Controlling what we put into the world

Day two of the Webstock conference looked at the near future and our responsibility to take as much control as possible from the organisations that seek to control our lives.

Karen McGrane kicked the day off speaking about content, for want of a better word. We need to plan everything we produce for metadata and use on multiple devices and syndicated to multiple platforms. That's the only way to ensure longevity and flexibility.

A future in which we take control of the wrong things was the dark vision Bruce Sterling showed us. The web has passed 2.0 and we are currently in a depression era, was his thesis. So we were taken to a time in which our bad decisions led to a meaningless future. It inverted Tom Coates's manipulation of the mundane and sped towards an outcome he described as a "dark euphoria" but also felt like an episode of Black Mirror.

Government efforts to control the web have not worked to control the dissemination of information and expressions of individuality in China, according to Tricia Wang. A whole generation of Chinese are learning the importance of leading a secret life online to have more control over their real life.

The messages were coming thick, fast, loud and clear.
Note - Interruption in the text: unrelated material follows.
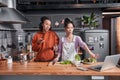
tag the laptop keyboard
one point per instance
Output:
(99, 68)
Don't let a smart city be the end of your individuality and the extension of a government's suppression of its citizens' voices, said Adam Greenfield. Jason Scott told us how important it is to keep control of our data because the cloud doesn't care about our memories.

The day finished with Mike Monteiro telling designers that we are responsible for the decisions we make. We're not just pushing pixels or suggesting the existence of a checkbox. The decisions we make in our work will have an impact on somebody else's life.

It worked as a perfect bookend to Clay Johnson's opening talk about taking responsibility for what we consume. We also need to take responsibility for what we put out in the world and what we fail to put out into the world.

In among all of that, we learnt about data visualisation from Eric Rodenbeck and the importance of balancing stable talent with volatile talent to produce the best work possible from Michael Lopp.

The sentence that brought it all together, though, was Mike Monteiro's: "We need to love responsibility more than we love our ideas."

Webstock 2013 was a wake-up call that the adolescence of the web is over. We can't afford to be dictated to and we need to be vigilant. It's an exhausting thought but it's time for us to be grown-ups.